Синдром Клинтона. Моральный ущерб - Макс Нарышкин
Шрифт:
Интервал:
Закладка:
— Этот дурак сказал, что задержится на совещании, — говорила ему мадам Истасова, прижимая ушко к его не покрытой растительностью груди. — Как будто я не знаю, что он трахается на Академике Варги.
— На ком он трахается?
— На Академике Варги.
— Не знал, что он возбуждается при виде образованных мужчин.
— Он возбуждается при виде глупых ссыкух. Главное, чтобы волосы были гладкими, белыми и рост не ниже ста семидесяти.
— А при чем здесь академик?
— Забудь об этом. — Она наклонилась к нему и поцеловала влажными губами. — На сколько монстр оштрафовал сегодня моего мальчика?

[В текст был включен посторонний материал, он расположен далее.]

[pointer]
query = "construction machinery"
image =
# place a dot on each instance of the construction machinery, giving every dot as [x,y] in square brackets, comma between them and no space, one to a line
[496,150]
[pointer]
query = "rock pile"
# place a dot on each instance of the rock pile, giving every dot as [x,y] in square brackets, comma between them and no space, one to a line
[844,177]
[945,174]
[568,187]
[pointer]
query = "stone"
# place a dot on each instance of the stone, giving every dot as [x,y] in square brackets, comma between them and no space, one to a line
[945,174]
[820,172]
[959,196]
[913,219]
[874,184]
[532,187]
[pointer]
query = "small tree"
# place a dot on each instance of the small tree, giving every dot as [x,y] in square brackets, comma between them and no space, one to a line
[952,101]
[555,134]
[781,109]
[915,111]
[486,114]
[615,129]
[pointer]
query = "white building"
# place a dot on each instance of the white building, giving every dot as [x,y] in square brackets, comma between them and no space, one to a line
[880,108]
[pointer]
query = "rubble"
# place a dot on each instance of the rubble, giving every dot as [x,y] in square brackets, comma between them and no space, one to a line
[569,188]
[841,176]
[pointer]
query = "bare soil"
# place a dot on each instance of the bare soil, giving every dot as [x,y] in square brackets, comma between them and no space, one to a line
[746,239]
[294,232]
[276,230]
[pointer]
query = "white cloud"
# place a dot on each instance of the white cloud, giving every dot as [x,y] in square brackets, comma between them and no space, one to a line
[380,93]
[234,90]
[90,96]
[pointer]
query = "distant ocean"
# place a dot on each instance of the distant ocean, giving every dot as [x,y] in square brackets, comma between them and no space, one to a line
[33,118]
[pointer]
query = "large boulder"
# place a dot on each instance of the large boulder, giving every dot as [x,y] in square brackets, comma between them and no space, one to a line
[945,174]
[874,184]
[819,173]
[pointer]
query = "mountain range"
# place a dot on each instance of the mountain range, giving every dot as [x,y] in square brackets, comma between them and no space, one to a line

— На пятьсот долларов, — сказал Пусодин, понимая, что когда-то все это придется возвращать одной суммой.
— Ах он животное! — И мадам Истасова, отвернувшись к тумбочке и демонстрируя Роме не очень сексуальную спину с торчащими, покрытыми пупырышками-родинками лопатками, копалась в темноте в поисках компенсации.
Тем Рома и жил. Но месяц назад ему было предложено украсть у Истасова миллионы и уехать на острова. Рома не знал, что имеет в виду под «островами» жена Бориса Борисовича, но в данном контексте «острова» для него представлялись «участками суши, со всех сторон окруженными водой». В понимании Пусодина это было как раз то место, бежать с которого, если вдруг на островах появится обокраденный Истасов, решительно невозможно. Разве что только вплавь. Сама идея ему нравилась. Последствия — нет.
Появление в его жизни странного типа со стальным взглядом и в мятом костюме насторожило. А последние слова незнакомца: «Истасов, значит…» — заставили его и вовсе призадуматься. Первой его мыслью было рвануть куда глаза глядят. Уже догадавшись, что дело не в проститутке, а в той, к кому Борис Борисович заглядывает по четным дням месяца, Пусодин пришел к печальному заключению, что теперь побег невозможен. Во-первых, тип внимательно изучил все записи в Ромином паспорте, а после и вовсе сунул паспорт в карман. Во-вторых, он сообщил страшную новость: если Рома хочет жить, он будет ему помогать. А если Рома дернется в сторону или совершит иную глупость, тип сдаст Рому Истасову. Но больше всего Пусодину не понравились стихи, прозвучавшие за минуту до того, как они вышли из «Фольксвагена» и направились к запасному входу в «Макарену».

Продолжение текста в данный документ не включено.